Pierre Moscovici insiste sur la nécessité de maintenir le débat fiscal ouvert

Image d'illustration. Le budget de la justice.ADN
Pierre Moscovici insiste : l'exécutif devrait laisser la porte ouverte au débat fiscal, une question cruciale pour l'avenir de notre économie.
Tl;dr
- Pierre Moscovici critique l’engagement du gouvernement de François Bayrou à ne pas augmenter les impôts en 2026.
- Moscovici appelle à un débat ouvert sur la politique fiscale, insistant sur la nécessité de se concentrer sur les dépenses publiques.

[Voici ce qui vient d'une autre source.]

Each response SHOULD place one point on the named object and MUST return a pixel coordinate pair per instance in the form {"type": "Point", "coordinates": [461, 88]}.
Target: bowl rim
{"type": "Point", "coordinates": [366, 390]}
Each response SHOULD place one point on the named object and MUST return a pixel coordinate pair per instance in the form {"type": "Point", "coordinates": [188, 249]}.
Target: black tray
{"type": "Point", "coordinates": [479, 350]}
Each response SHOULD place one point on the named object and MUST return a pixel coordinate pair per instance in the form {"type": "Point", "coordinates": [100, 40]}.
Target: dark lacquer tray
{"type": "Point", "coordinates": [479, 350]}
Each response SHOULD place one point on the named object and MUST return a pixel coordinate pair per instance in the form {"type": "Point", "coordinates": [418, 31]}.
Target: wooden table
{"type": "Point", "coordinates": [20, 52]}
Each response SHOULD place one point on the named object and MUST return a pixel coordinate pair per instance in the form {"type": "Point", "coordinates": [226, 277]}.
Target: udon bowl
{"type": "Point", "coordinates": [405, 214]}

- Il évoque la possibilité de modifier le plafond du crédit d’impôt pour l’emploi à domicile comme mesure d’équité.
Le débat fiscal, un impératif démocratique
Le Premier président de la Cour des comptes, Pierre Moscovici, a récemment exprimé son désaccord avec l’approche stricte du gouvernement de François Bayrou en matière de politique fiscale. Il estime que le gouvernement ne devrait pas s’engager fermement à ne pas augmenter les impôts en 2026 avant que les débats au Parlement n’aient eu lieu.
«On ne peut pas fermer le débat fiscal», a déclaré Moscovici, soulignant l’importance d’un débat ouvert et démocratique sur ces questions. Selon lui, le principal effort budgétaire devrait plutôt se concentrer sur les dépenses publiques, incluant l’État, les collectivités locales et la Sécurité sociale.
Préserver l’équité et l’attractivité
Moscovici a également rappelé l’importance de préserver la compétitivité et l’attractivité de la France, tout en permettant un débat fiscal ouvert. Il a précisé que ce débat aura nécessairement lieu lors des discussions budgétaires et qu’il est préférable de l’aborder de manière transparente et sans tabou.
Suppression des niches fiscales : une augmentation déguisée des impôts ?
Le débat sur la suppression de certaines niches fiscales suscite également des interrogations. En effet, selon Moscovici, supprimer ces avantages reviendrait à augmenter les impôts, ce qui contredit le discours officiel du gouvernement. Il a évoqué la possibilité de modifier le plafond du crédit d’impôt pour l’emploi d’une personne à domicile, une mesure qui, selon lui, pourrait contribuer à une plus grande équité fiscale.